Not surprisingly, Thiers disagrees. Since 1985, dermatologists have conducted more than 2.8 million free cancer checks through the organization’s public screening program, identifying more than 278,000 suspicious lesions and more than 31,500 suspected melanomas, he says. The AAD will continue to screen all comers when it’s safe to do so. “Since skin cancer, including melanoma, is highly treatable when detected early, the AAD’s free SPOT me Skin Cancer Screening Program may have helped save patients’ lives,” says Thiers. Weinstock would also expand screening, ideally, he said, by training primary care providers to do skin checks as part of routine exams.

Mazer strongly advocates for severing the financial relationships between health care providers who do the biopsies and those that examine them. That’s also a nonstarter for Thiers. In a position statement, the AAD supported the right of dermatologists to do the pathology work themselves or send it to a lab where they have a financial stake.

Some other recommendations in the New England Journal of Medicine analysis—such as limiting biopsies only to lesions larger than a pencil eraser—seem unlikely to happen in actual practice. The authors raise concern that the growing use of a lighted magnifying instrument for looking at the skin, called a dermascope, has led to more biopsies of small, harmless spots. Adamson advocates for more limited and judicious use of these devices. But Weinstock disagrees “I don’t think removing diagnostic tools from your toolbox is the answer,” he said.

Ultimately, there’s no simple fix when you are caught up in a decades-long arms race to identify more and more cancer, says Mazer. “If one side unilaterally disarms, they are called evil, uncaring,” he explains. “You need pathologists, dermatologists, and patient groups, and government regulators and other policymakers to all be in agreement about this—to come together and say, ‘this is in our best interest’—because that’s how you get these things to change.”

The heart of the debate seems to be whether people acknowledge a downside to overdiagnosis. The harms are very real, says Adamson. To start, a cancer diagnosis can prevent you from getting life insurance or short-term health insurance. It can also change how people see themselves. Adamson says that some of his melanoma patients feel guilty because they think they caused their cancer or resign themselves to spending less time outside. “I’ve had patients tell me, ‘My quality of life has diminished,’” he says.

He also worries that the problem will worsen as the system is flooded with benign abnormalities and slow-growing cancers that are not destined to spread beyond the skin. That data is then used in studies to determine peoples’ risk, as well as to train artificial intelligence systems on what cancer is and isn’t.

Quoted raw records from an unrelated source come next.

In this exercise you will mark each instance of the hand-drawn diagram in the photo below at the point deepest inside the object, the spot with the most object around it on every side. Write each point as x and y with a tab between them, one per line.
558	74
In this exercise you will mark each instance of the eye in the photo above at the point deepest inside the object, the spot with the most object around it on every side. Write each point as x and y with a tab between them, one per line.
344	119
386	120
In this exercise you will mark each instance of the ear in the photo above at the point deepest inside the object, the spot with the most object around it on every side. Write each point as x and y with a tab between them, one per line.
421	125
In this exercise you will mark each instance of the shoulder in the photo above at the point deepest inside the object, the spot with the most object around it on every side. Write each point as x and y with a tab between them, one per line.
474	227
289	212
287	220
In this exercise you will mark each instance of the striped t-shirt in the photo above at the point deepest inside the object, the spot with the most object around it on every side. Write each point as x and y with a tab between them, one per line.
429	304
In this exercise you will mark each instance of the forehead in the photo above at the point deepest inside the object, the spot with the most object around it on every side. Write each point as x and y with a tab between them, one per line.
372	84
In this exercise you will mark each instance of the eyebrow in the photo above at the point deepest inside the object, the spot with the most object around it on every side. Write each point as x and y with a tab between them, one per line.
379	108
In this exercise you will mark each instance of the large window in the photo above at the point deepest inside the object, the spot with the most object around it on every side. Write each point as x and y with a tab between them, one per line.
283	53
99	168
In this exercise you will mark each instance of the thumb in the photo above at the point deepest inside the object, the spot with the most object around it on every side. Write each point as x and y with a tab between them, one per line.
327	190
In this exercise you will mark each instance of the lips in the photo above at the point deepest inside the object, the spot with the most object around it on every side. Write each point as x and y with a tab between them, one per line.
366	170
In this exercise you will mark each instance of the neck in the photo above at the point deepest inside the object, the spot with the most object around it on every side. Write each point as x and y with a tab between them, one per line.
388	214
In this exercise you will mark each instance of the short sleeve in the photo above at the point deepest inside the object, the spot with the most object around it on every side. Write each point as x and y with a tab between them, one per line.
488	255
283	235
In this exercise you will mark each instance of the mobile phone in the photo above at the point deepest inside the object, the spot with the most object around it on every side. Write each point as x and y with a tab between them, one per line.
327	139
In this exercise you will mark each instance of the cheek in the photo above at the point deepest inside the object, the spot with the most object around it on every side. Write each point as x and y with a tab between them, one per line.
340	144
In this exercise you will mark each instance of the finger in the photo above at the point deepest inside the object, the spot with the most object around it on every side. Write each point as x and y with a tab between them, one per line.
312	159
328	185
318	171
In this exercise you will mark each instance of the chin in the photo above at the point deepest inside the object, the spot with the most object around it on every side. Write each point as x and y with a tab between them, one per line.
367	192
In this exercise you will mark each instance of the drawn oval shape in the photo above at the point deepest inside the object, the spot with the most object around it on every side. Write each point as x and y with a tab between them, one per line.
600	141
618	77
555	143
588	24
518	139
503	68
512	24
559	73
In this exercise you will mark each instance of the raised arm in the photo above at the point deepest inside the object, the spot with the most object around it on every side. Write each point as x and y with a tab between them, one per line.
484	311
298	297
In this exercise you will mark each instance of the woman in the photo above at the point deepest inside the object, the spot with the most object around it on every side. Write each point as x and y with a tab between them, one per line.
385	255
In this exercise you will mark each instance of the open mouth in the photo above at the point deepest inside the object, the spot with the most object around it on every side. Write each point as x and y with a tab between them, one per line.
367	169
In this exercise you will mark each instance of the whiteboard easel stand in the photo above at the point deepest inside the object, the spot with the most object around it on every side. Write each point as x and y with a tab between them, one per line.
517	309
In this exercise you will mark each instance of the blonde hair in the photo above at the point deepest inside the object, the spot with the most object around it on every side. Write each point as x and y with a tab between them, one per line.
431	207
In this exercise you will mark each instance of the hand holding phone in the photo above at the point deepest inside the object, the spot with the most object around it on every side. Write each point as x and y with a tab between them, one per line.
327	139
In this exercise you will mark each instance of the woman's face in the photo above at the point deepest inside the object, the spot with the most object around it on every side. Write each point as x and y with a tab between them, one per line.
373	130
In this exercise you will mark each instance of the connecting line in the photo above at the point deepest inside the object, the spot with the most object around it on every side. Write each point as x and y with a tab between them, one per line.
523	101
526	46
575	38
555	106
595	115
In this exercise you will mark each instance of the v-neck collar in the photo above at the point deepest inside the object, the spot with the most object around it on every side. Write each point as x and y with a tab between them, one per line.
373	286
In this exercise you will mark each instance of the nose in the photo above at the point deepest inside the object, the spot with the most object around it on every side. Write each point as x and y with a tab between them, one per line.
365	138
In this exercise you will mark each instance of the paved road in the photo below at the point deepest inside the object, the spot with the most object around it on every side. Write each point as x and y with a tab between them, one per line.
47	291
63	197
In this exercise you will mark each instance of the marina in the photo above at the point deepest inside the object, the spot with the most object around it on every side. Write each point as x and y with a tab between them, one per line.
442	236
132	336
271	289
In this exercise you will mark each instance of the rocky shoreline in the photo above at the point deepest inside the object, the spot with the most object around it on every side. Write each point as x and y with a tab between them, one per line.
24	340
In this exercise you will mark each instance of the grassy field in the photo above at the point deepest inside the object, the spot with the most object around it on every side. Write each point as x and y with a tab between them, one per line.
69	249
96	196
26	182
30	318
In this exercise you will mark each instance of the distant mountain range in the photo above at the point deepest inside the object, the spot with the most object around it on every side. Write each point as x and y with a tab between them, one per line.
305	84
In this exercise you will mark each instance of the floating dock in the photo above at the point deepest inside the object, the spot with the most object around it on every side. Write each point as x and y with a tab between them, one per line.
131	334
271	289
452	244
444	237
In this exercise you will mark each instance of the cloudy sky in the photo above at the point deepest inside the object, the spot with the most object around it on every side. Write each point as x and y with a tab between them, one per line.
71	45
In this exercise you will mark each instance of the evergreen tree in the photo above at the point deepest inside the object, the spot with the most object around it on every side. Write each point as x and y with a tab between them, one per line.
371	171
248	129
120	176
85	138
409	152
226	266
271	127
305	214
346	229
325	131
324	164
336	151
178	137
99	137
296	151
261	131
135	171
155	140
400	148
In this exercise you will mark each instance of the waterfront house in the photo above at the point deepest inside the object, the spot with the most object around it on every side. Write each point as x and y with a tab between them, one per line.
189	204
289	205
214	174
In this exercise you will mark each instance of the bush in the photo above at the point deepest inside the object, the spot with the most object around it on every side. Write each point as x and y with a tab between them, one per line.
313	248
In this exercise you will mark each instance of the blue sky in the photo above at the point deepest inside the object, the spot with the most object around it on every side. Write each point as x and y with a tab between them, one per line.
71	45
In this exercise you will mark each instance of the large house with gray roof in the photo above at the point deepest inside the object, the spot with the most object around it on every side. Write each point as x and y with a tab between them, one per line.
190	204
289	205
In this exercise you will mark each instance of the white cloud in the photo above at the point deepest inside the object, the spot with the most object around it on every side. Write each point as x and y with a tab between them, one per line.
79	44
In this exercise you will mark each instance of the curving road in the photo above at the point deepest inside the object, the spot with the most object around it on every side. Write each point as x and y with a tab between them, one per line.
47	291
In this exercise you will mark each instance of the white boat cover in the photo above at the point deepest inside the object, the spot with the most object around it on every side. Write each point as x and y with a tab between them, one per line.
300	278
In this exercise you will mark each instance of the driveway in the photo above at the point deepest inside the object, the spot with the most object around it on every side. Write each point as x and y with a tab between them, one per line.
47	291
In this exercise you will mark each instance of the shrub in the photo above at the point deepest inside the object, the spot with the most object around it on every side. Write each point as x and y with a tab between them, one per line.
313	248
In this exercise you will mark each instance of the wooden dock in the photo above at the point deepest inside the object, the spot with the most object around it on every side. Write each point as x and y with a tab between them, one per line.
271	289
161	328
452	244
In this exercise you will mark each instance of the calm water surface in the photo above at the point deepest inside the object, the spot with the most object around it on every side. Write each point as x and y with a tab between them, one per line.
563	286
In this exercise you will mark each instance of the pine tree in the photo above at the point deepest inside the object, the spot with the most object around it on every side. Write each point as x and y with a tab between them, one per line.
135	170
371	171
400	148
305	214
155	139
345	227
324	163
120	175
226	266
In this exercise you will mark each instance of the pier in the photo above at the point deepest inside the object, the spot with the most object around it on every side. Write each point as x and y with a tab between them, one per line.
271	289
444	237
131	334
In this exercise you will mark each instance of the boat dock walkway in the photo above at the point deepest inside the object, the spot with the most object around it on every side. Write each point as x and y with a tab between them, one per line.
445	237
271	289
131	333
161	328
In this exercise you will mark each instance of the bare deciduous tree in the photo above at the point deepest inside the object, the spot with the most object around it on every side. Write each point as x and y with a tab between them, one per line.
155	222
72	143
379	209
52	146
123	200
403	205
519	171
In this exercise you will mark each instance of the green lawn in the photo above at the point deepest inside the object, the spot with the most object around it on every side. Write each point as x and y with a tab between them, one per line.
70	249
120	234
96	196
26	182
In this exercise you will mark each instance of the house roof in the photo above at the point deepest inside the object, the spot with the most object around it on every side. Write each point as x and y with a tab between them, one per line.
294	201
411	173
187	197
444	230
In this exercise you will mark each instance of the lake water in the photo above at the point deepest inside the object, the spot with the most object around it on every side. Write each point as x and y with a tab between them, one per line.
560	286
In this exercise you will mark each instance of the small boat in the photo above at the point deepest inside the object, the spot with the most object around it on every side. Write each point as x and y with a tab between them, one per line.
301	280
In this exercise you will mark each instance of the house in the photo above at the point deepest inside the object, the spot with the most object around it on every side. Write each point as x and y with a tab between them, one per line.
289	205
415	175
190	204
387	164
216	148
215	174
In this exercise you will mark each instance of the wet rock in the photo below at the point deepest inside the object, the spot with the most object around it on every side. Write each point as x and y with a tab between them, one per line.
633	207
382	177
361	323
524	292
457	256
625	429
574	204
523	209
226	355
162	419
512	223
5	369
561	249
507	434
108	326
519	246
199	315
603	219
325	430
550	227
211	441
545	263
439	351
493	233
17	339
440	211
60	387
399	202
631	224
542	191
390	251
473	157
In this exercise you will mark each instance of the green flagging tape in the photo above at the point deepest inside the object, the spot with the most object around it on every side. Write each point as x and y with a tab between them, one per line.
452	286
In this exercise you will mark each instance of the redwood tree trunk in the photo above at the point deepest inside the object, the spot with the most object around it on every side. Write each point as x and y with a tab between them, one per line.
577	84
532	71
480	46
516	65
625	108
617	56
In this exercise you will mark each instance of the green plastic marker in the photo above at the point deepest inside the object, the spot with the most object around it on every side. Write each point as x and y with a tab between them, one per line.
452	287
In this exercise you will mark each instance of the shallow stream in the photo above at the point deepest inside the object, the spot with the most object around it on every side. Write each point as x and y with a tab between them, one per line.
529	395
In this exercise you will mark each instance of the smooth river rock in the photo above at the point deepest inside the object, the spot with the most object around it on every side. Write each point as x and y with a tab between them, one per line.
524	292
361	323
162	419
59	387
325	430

Adamson acknowledges that highlighting the uncertainties surrounding melanoma could muddy public health messaging. He has sympathy, he says, for those who say “I don’t want to confuse the public, I want to exaggerate a little bit to get people to do the right thing.” But nuance is important. The assumption that time outdoors has caused a skin cancer epidemic is reflected in public health advice that everyone wear sunscreen, for example, even though, as Adamson showed in a recent JAMA Dermatology analysis, there’s very little evidence that UV exposure is linked to the disease in people with darker skin.

Given that advanced melanoma is such a devastating, intractable disease, I asked Adamson: Why focus on questions of overdiagnosis that most of his colleagues don’t appear to want answered?

“Fundamentally, I think because it’s being honest,” he says. “It’s the truth.” With answers we may be able to give people better advice, better use our health care resources, or even identify some risk factor that we’ve been missing, he adds. “We need to have some humility about what we know, we don’t know, and not trivialize risk, but also not exaggerate it.”